Scientists discover unexpected way to make pancreatic cancer cells self-destruct
A new study shows that experimental compounds called PCAIs can cause pancreatic cancer cell death by hyperactivating signaling pathways normally associated with tumor growth.
A new approach to pancreatic cancer
Researchers from Florida A&M University's College of Pharmacy and Pharmaceutical Sciences have published a study in Oncotarget highlighting a promising strategy against pancreatic cancer. Pancreatic ductal adenocarcinoma is one of the deadliest cancers, largely due to frequent KRAS mutations that drive tumor growth and resist treatment. While some therapies target specific KRAS mutations, many patients lack effective options.
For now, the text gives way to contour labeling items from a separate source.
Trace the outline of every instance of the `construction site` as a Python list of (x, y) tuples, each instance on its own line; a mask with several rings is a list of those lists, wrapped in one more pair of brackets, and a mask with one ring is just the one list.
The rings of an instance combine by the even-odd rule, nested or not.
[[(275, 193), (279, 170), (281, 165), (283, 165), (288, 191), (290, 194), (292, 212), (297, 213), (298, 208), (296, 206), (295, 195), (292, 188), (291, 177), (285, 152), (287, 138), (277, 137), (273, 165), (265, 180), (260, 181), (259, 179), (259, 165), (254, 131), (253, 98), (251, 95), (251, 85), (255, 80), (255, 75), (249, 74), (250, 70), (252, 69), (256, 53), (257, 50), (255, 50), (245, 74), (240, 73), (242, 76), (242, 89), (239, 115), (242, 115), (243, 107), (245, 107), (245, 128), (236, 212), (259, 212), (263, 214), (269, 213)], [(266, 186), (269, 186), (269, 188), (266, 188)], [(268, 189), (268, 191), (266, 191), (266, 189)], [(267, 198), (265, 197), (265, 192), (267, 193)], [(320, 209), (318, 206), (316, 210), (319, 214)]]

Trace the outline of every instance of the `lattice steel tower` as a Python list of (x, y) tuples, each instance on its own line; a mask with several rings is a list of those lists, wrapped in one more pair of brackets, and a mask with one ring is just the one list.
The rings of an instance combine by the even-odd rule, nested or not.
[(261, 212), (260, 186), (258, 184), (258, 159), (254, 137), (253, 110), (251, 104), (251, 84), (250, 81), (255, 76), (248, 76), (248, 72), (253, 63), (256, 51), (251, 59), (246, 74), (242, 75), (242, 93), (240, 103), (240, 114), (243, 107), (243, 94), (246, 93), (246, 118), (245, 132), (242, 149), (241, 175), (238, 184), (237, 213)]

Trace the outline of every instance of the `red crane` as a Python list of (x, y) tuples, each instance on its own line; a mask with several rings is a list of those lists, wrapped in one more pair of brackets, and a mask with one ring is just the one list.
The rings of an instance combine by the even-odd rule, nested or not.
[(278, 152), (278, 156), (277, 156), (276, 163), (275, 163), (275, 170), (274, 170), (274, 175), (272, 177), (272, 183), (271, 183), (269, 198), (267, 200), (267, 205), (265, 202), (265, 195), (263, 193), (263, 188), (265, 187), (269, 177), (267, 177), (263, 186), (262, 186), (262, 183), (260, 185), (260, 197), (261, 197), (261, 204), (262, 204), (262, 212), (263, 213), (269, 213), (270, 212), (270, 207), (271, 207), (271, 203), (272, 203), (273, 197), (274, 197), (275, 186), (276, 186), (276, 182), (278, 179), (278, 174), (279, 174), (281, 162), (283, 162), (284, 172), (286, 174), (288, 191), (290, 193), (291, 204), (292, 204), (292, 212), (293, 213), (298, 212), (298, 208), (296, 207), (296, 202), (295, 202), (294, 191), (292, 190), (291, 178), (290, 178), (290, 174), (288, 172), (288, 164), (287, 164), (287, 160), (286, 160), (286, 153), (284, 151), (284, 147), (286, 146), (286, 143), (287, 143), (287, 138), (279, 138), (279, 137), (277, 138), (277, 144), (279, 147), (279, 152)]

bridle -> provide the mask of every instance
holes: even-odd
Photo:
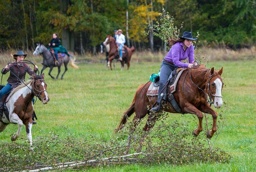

PCAI compounds and their effects
The study tested polyisoprenylated cysteinyl amide inhibitors (PCAIs), originally designed to disrupt abnormal KRAS signaling. Using pancreatic cancer cells with KRAS mutations, the team focused on a lead compound, NSL-YHJ-2-27. At just 1 µM, it blocked over 90% of cancer cell migration, suggesting potential to limit metastasis.
PCAIs interfered with multiple processes: they reduced levels of monomeric G-proteins involved in cell movement, altered expression of tumor-related genes, and disrupted the actin cytoskeleton, causing cells to round up and lose mobility.
Hyperactivating cancer pathways
Surprisingly, PCAIs did not shut down the MAPK and PI3K/AKT pathways but hyperactivated them. This excessive activation destabilized cellular functions, leading to cell death. Treated cells showed increased reactive oxygen species, activated caspases, elevated pro-apoptotic BAX protein, and widespread apoptosis.
Gene activity changes and 3D models
Transcriptomic analysis revealed extensive gene expression shifts: tumor-suppressor genes were upregulated, while genes promoting cancer progression and metastasis were downregulated. In 3D tumor spheroid models, PCAIs caused spheroid disintegration, reduced invasion, and increased apoptosis, indicating effectiveness in more realistic tumor environments.
Potential for multiple KRAS mutations
The researchers emphasize that PCAIs appear effective against cancer cells with various KRAS mutations, not just one type. This broader activity could address limitations of current targeted therapies. The findings support further research into PCAIs as potential treatments for pancreatic and other KRAS-driven cancers.